Frisch und offen wirkte das Spiel der BR-Symphoniker in den USA und Kanada. Von Routine oder Selbstgefälligkeit war gar nichts zu spüren. Jansons selbst präsentierte sich ungewöhnlich gelassen und gelöst, gesundheitlich in Top-Form. Es scheint ihm gut zu bekommen, dass die Doppelbelastung als Chefdirigent beim BR in München und dem Concertgebouw-Orchester in Amsterdam vom Tisch ist.
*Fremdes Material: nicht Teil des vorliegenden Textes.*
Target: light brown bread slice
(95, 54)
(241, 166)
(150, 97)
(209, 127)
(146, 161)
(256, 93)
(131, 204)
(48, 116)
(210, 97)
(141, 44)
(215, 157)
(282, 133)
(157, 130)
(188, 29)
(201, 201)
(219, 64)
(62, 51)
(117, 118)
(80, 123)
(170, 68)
"Das ist sehr viel Arbeit - ein großes Repertoire, das man studieren muss", bekennt er im Gespräch. "Mit den Jahren ist das schwierig." Jetzt steht allein die Arbeit beim BR im Fokus, mit erstaunlichem Ergebnis. Dabei schenkten nicht nur die Aufführungen der "Leningrader Sinfonie" von Dmitri Schostakowitsch im kanadischen Montreal und in Chicago bleibende Hörmomente. Besonders mustergültig wurde in Washington die 5. Sinfonie von Gustav Mahler durchdrungen.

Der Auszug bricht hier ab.